The last entry shortlisted is the Living Systems Hospital, which proposes a green hospital design which takes an innovative, multi-sensory approach, considering the smell and sound of the space inspired by ‘the adaptive qualities of living systems found in nature’.
Submitted by Ab Rogers Design; it includes an in-house marketplace of local produce and a rooftop urban farm, as well as a staff bar, ‘pocket gardens’ between wards, and wards manned by ‘hosts’ whose job it is to look after patients and their visitors.
Rogers said: “Our vision for the hospital of the future is a celebration of health; it nurtures body and mind and cares for the sick, the well, and everyone in between.
Hospitals represent just one element of the wider system, but they are at the heart of an effective care network, a centre of learning, and of course a major employer
“Inspired by the adaptive qualities of living systems, it is a connected and forward-looking institution that grows and changes in response to its environment and the needs of its users.”
The five finalists will now have until the end of October to expand and refine their submissions, before an overall winner will be announced in November.
The Living Systems idea proposes a green hospital design which features a rooftop urban farm, staff bar, and pocket gardens
Commenting on this year’s healthcare focus, chairman of the judging panel, Lord Kakkar, said: “All of us agree that modern hospitals are being designed and planned in the midst of three transformations: changes in technology, including new diagnostics and health data; changes in the model of care, with more focus on multi-disciplinary and coordinated working; and changes in the service user, with the profile of a regular patient increasingly older, frailer, and with more-complex needs.
“And grasping the interplay between these factors is fundamental to a successful healthcare system.

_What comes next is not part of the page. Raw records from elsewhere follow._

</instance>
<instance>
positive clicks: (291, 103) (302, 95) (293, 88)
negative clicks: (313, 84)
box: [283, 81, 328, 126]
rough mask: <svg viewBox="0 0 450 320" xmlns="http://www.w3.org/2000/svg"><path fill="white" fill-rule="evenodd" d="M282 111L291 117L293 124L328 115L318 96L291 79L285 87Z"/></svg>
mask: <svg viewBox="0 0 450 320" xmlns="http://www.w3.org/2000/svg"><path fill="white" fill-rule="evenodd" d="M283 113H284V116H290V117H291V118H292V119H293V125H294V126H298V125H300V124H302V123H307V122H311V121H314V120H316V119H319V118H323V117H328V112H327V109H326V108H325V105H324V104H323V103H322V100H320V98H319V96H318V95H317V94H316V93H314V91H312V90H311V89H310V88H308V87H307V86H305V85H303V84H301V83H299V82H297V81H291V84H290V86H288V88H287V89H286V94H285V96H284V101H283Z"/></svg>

“Hospitals represent just one element of the wider system, but they are at the heart of an effective care network, a centre of learning, and of course a major employer.
“And while NHS hospitals to date have been built largely to treat chronic illness, we must seize opportunities for hospitals to be centres for promoting health and preventing disease as well.
“My fellow Judges and I want to see visionary ideas which challenge the status quo and are compelling, impactful, and deliverable.”
Commenting after the shortlist was revealed, Health and Social Care Secretary, Sajid Javid, added: “Hospitals are an intrinsic part of local communities, helping to save lives and keep people healthy.
“We’re on track to deliver 48 hospitals by 2030, which will give staff the facilities needed to continue providing top-quality care for years to come.
“All our new hospitals will prioritise sustainability, digital technology, and the latest construction methods, delivering state-of-the-art facilities for patients while maximising value for taxpayers’ money.
“And this year’s Wolfson shortlist is packed full of innovative ideas to help inform these plans.”